Horse and buggy

horse01There’s much before our eyes in Western Loudoun that goes unseen, natural treasures, that are wasted because many don’t understand – and we’re the worse for this widespread ignorance.

Several days ago, a young lady asked the following question, “How wide is this path by the river?”

The answer, “Wide enough for a horse and buggy?”

The disbelieving response, “A horse and buggy?,” like a horse and buggy was the most preposterous thing to imagine in Western Loudoun.

Where I live in Lovettsville, we know several neighbors who drive a horse and buggy and one neighbor has the most excellent team of draft horses that pull a high seated stylish wagon.

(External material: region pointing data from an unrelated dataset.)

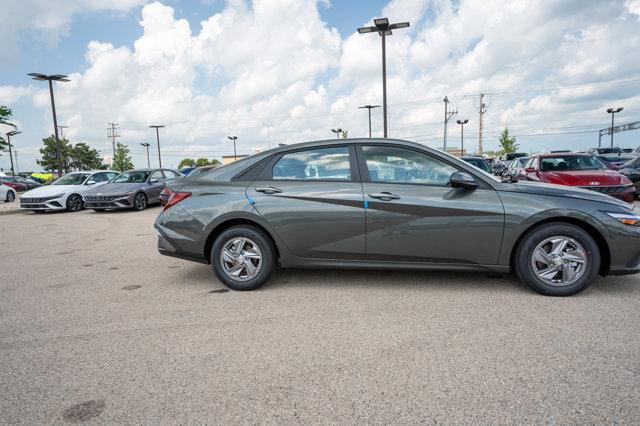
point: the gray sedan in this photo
(133, 189)
(367, 203)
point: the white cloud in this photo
(277, 62)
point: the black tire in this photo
(140, 201)
(525, 252)
(254, 236)
(74, 203)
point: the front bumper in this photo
(42, 203)
(110, 202)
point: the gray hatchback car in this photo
(368, 203)
(133, 189)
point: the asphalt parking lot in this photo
(95, 325)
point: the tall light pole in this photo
(158, 126)
(9, 134)
(369, 107)
(383, 28)
(613, 112)
(50, 79)
(146, 145)
(462, 123)
(234, 139)
(268, 134)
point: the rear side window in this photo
(314, 164)
(401, 165)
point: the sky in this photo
(207, 69)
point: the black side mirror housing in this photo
(463, 180)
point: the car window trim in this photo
(366, 177)
(267, 172)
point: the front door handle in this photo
(385, 196)
(269, 190)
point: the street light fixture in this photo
(146, 145)
(613, 112)
(158, 126)
(51, 79)
(462, 123)
(234, 139)
(369, 107)
(383, 28)
(9, 134)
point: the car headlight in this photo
(630, 218)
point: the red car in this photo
(13, 183)
(582, 170)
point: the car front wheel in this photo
(140, 201)
(242, 258)
(558, 259)
(74, 203)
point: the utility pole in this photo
(447, 116)
(369, 107)
(482, 107)
(112, 133)
(234, 139)
(462, 123)
(158, 126)
(268, 134)
(61, 131)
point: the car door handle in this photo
(269, 190)
(384, 196)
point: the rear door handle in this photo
(385, 196)
(269, 190)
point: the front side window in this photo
(132, 176)
(71, 179)
(570, 162)
(314, 164)
(401, 165)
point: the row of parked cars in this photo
(611, 171)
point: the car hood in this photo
(49, 190)
(585, 178)
(116, 188)
(567, 192)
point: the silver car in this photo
(133, 189)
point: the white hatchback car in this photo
(7, 194)
(65, 193)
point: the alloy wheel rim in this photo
(559, 261)
(241, 259)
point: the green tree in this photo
(507, 143)
(122, 159)
(48, 154)
(5, 115)
(83, 157)
(186, 162)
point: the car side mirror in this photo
(462, 180)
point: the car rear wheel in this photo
(140, 201)
(242, 257)
(74, 203)
(558, 259)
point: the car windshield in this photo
(71, 179)
(133, 176)
(479, 163)
(570, 163)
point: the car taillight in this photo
(175, 198)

Ignorance of our local ways puts at risk our livestock, our crops, and the rich and valued history, lurking around almost every turn in our unpaved country roads.

What’s most sad is to misapprehend how much richer is any life lived consciously in the country. 

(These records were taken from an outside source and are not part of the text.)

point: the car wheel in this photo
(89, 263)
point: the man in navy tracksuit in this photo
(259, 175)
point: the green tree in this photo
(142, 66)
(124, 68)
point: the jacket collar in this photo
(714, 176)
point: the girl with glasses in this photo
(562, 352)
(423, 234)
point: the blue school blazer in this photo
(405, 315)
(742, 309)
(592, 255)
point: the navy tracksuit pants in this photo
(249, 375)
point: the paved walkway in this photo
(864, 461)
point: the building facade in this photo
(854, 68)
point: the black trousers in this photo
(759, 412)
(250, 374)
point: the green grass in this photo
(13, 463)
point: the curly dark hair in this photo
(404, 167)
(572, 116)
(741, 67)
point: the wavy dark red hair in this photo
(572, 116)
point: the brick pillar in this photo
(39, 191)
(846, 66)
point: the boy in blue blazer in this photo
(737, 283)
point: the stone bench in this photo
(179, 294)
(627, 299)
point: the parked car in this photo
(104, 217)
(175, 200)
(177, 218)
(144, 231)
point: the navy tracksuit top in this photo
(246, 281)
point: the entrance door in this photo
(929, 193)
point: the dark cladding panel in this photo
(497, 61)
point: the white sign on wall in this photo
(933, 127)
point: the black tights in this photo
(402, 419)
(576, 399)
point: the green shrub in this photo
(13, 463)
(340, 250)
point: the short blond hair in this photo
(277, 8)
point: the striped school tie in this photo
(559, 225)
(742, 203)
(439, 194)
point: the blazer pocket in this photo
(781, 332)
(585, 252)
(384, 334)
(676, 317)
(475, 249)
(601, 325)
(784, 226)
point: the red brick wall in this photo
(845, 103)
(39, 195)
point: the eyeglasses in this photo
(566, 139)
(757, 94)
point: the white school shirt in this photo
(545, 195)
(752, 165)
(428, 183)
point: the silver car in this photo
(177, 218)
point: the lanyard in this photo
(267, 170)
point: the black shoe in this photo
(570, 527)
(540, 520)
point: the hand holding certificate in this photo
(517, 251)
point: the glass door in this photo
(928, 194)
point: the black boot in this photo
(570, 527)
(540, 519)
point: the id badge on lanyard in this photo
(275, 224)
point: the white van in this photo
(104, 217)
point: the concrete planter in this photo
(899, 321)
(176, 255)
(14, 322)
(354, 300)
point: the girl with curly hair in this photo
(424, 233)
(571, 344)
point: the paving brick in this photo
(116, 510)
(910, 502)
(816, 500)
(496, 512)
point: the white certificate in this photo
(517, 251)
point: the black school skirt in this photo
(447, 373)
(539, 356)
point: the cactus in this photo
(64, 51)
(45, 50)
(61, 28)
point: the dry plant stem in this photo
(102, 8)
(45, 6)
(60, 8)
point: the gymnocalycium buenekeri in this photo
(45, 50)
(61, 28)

Henry Taylor, the Pulitzer prize-winning poet, a Loudoun treasure himself, wrote of a man who left behind “civilization” and “takes his pain to the woods, to settle down.”

Henry wrote of this man, “Wanting the dark, he shuts the cabin door while the town he left lies buried in thick air he once breathed freely, watching others drown.”

It’s that old saw, to be unfair to Henry’s easy sounding complexity, to know the cost of everything, and the value of nothing.

“Back there,” Henry wrote, and he could be talking about Fairfax, or New York where I was born, “They run like cattle down a chute,” Henry said, “to low at those lascivious marquees or slobber over rubber novelties; so he [this man] carries his pain here to [Loudoun to] shake it out away from them.”

When I was a kid in New York, I lived not far from “West Farms,” no farm back then, instead a juncture of streets, an el train overhead, tenements on either side of the street, and only the nearby Bronx Zoo resembling anything like a farm.

There are no heavily maned lions in Loudoun, but we do have our own brand of mountain lion, coyote, bear, fox, raccoons, skunks, minx, ground hogs, rabbits, weasels, and snakes running free.

We quite understand those who want the big box in McClean and come to Loudoun because the space is affordable, but, once here, don’t then disrespect what we have here, what was here when you came!

Don’t pour poison on your lawn, that then drifts into our ground water, into what we drink, don’t compromise our riparian buffers, don’t use water like it’s source is boundless.

Henry wrote how in “spring and summer you would mow the field, not down to lawn, but with a bushhog, every six weeks or so, just often enough to give grass a chance, and keep weeds down.”

This is how a meadow is born, a place with cover for birds, where flowers may grow, plants that sustain life, and endangered pollinators including the Monarch Butterfly.

We have a freedom farming movement in Western Loudoun, distrusting pesticides, GMOs, and patented seeds.  One misses a grand opportunity, if one doesn’t farm, or buy locally from these farms.

Henry wrote of how you’d stop to talk to an old farmer, “to see whatever this old farmer sees who crumbles heads of wheat between his palms,” and listening “to the soft click of the swaying grain heads …”

We have to modulate our pace if we don’t want to be like cattle running down a chute.

If we don’t appreciate what we’ve got, we’ll be wringing our hands when we’ve discovered it’s lost.